Connie Wingate, Principal, says of a New York City school chess program, "This is wonderful! This is marvelous! This is stupendous! It's the finest thing that ever happened to this school. I am most sincere. It has been an absolute plus for the students who were directly involved as well as for the rest of the school... They are trying, through chess, to apply themselves and do something to better themselves. And that filters into the entire school and community... More than anything else, chess makes a difference... what it has done for these children is simply beyond anything that I can describe.
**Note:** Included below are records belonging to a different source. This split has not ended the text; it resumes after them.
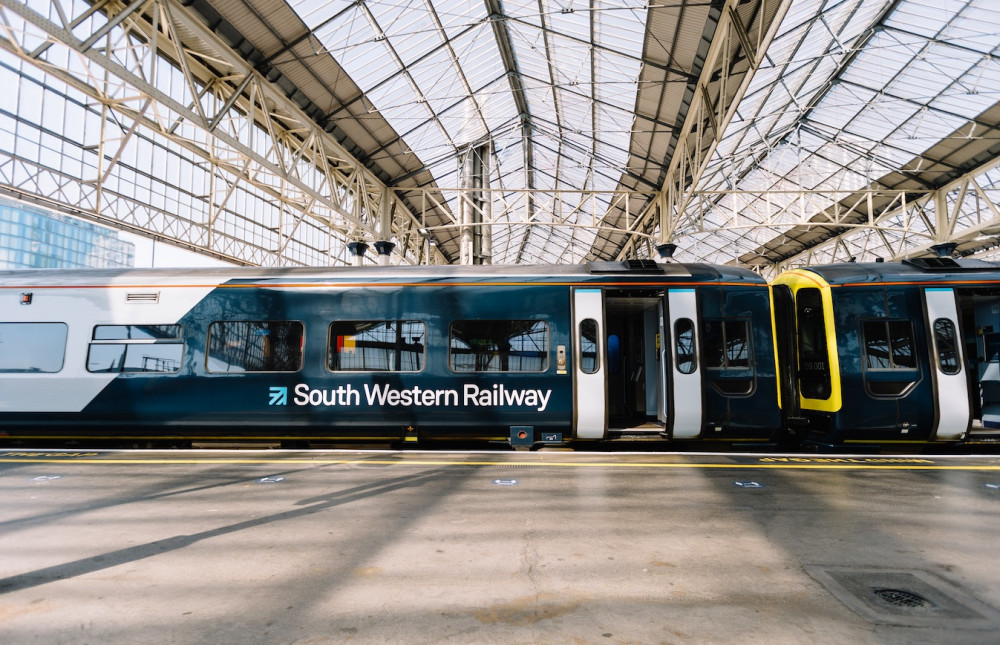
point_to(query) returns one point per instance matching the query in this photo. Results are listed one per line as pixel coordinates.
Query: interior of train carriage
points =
(634, 370)
(980, 321)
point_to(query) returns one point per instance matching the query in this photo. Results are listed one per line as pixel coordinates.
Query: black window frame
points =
(210, 339)
(724, 350)
(687, 349)
(811, 348)
(594, 340)
(892, 356)
(130, 339)
(498, 353)
(46, 369)
(953, 365)
(397, 348)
The highest scoring student in our school is a member of the chess team. He became the highest scoring kid in the school after he joined the chess team. All four are in the top quarter of the school, and they weren't before. Academically, they are doing much better in class, and it's in no small part because of chess. Just how they feel about themselves, their self-esteem, makes them all winners."
Jo Bruno, Principal, Brooklyn, NY: "In chess tournaments the child gets the opportunity of seeing more variety and diversity. There are kids who have more money than they have, but chess is a common denominator. They are all equal on the chessboard. I believe it is connected academically and to the intellectual development of children. . I see them able to attend to something for more than an hour and a half. I am stunned. Some of them could not attend to things for more than 20 minutes."
Jerome Fishman, Guidance Counselor, Queens, NY: "I like the aspect of socialization. You get into friendly, competitive activity where no one gets hurt. Instead of two bodies slamming into each other like in football, you've got the meeting of two minds- its strategic, and you use logic to plan an attack scheme Aside from being good for the cognitive development of these youngsters, chess develops their social skills, too.
It makes them feel they belong. Whenever we get a child transferred from another school who may have maladaptive behavior, our principal (Dr. Wilton Anderson) suggests chess as a way of helping him find his niche. It also helps kids learn how to be better friends.
They analyze the game and talk it over afterwards. I even had a couple of kids who never had much in common start going to each other's houses to play chess and swap Chess Life magazines. We've got kids literally lining up in front of the school at 6:45 am to get a little chess in before classes start."